The Marchioness of Ely aboard which Fanny Parkes made her journey to India in 1822

The Marchioness of Ely aboard which Fanny Parkes made her journey to India in 1822

I face the next twenty four hours with mixed emotions. On the one hand I am looking forward to arriving tomorrow evening in Bangalore ready to meet up with old friends and new. On the other, the thought of long cramped hours in an economy class aircraft seat trying to get some sleep and being away from my home and family is always a daunting prospect. To be fair, the cabin crew on Emirates flights are always friendly and considerate, and at least there is an opportunity to stretch legs at Dubai airport when breaking the journey. So, the prospects of passing the time reading and probably catching up with films I missed at the cinema should not be regarded with anything other than resignation.

Contemplating the journey ahead, last night I reached for the diary of a remarkable woman, Fanny Parkes who recorded her experiences in India in the first half of the nineteenth century. Unlike so many English ladies who ventured to India at this time, and indeed since, Fanny Parkes committed herself to understanding the country and its people, learning languages, playing the sitar and getting to grips with the traditions and religions of the land. Her journals, which lingered far too long in obscurity were revived by the writer and historian William Dalrymple and published in a collected edition in 2002*. For anyone who wants to gain insights into life in northern India during this period they make fascinating reading.

It was whilst contemplating my own journey over the next day or so that I decided to remind myself of Fanny Parkes’ departure from England aboard the Marchioness of Ely and her eventual arrival along the estuary of the Hoogly river into Calcutta. Fanny left the Kent coast of England on June 18th 1822 arriving in Calcutta on November 13th. In her journals she describes watching whales and turtles, catching a sea snake and enjoying magnificent seascapes and sunsets.
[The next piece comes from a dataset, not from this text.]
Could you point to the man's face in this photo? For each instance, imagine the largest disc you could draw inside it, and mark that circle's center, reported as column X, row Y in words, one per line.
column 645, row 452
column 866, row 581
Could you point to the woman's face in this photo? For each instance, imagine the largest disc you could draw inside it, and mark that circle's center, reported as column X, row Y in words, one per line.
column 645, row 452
She also writes of the time when the ship was becalmed for eighteen days and when the wind returned being blown at seven knots in the wrong direction.
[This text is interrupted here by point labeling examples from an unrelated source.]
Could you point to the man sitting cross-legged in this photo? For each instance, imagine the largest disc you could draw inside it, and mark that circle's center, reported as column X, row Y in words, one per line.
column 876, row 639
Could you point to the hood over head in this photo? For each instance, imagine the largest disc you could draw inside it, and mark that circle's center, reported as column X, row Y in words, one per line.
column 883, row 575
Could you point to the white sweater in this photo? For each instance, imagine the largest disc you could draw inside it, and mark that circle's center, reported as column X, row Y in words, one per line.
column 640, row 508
Travel at the pace with which Fanny Parkes journeyed to India on the Marchioness of Ely, must have many positive aspects. Though I suspect that she endured many discomforts and inconveniences along the way. I suppose her experiences watching the natural fauna and the changing seascapes are the equivalent of today’s inflight entertainment systems. Whilst it would be enjoyable to travel to India in a leisurely manner, it would hardly be practical in terms of providing two weeks of teaching!

It is with such contemplation that I will pack the final few items in my luggage and head off to the airport in anticipation of renewing my acquaintance with the sights, sounds and smells of Bangalore. In a few days’ time I am sure that it will feel like I have never been away, as I share new learning experiences with long established friends and students and a new cohort joining the MA in Special and Inclusive Education. I have no doubt there will be much to report over the coming days and weeks.
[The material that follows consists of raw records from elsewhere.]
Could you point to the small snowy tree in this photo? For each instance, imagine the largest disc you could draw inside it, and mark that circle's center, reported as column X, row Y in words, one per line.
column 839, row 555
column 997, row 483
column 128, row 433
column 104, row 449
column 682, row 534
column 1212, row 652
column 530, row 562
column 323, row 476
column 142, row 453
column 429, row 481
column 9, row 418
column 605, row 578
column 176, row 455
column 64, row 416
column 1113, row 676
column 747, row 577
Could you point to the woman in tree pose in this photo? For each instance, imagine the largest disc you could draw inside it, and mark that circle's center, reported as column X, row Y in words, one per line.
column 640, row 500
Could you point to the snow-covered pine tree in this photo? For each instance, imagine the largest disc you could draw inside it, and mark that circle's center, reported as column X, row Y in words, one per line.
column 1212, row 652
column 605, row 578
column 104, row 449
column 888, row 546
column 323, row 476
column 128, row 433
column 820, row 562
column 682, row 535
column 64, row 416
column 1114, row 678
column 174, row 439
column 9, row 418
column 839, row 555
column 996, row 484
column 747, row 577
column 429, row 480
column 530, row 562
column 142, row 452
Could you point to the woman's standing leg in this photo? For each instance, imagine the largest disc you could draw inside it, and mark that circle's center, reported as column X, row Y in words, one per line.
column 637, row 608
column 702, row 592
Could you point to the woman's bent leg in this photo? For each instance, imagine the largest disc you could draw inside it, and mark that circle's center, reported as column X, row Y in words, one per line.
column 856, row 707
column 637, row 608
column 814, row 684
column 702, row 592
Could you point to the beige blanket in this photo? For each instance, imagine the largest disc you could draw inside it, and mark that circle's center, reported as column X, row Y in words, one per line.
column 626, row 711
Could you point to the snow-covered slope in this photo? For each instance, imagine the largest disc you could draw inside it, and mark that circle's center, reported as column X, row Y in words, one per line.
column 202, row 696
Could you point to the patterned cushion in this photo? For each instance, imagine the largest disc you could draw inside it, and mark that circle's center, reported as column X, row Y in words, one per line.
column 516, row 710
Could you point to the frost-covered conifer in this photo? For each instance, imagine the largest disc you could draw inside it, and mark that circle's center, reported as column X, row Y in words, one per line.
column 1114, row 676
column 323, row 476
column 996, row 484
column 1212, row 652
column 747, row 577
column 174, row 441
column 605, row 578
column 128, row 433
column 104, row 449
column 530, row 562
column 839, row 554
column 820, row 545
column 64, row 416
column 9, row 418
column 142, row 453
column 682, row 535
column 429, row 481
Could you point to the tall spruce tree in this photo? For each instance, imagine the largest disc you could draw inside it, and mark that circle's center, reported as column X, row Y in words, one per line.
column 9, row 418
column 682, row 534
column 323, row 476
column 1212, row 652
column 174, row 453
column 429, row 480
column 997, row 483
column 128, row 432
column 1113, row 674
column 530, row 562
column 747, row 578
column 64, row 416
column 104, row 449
* William Dalrymple (2002) Begums, Thugs and White Mughals. London: Eland

4 thoughts on “Leaving on a jet plane

  1. What has quick travel brought to us.
    May be beyond walking was anything worth it.
    The avents have brought comforts.
    The comforts have contributed to exploitation,colonization,slavery and what not.
    Wars and conflicts seem unending.
    Look into the faces of the refugees.
    What have we done to each other?
    Is goodness an abstraction?

    • My word |Satish, so many profound thoughts. My brain is not really functioning so well after the first leg of this journey. Travel is always best taken at a human pace – riding a bicycle by one’s own efforts is always a joy and allows one to see the passing landscape very well. However, much as I would love to cycle to India to meet with good friends such as yourself, findingv the time is difficult. Increasinly alarming is the difficulties that would entail in crossing a world embroiled in conflict and hatred.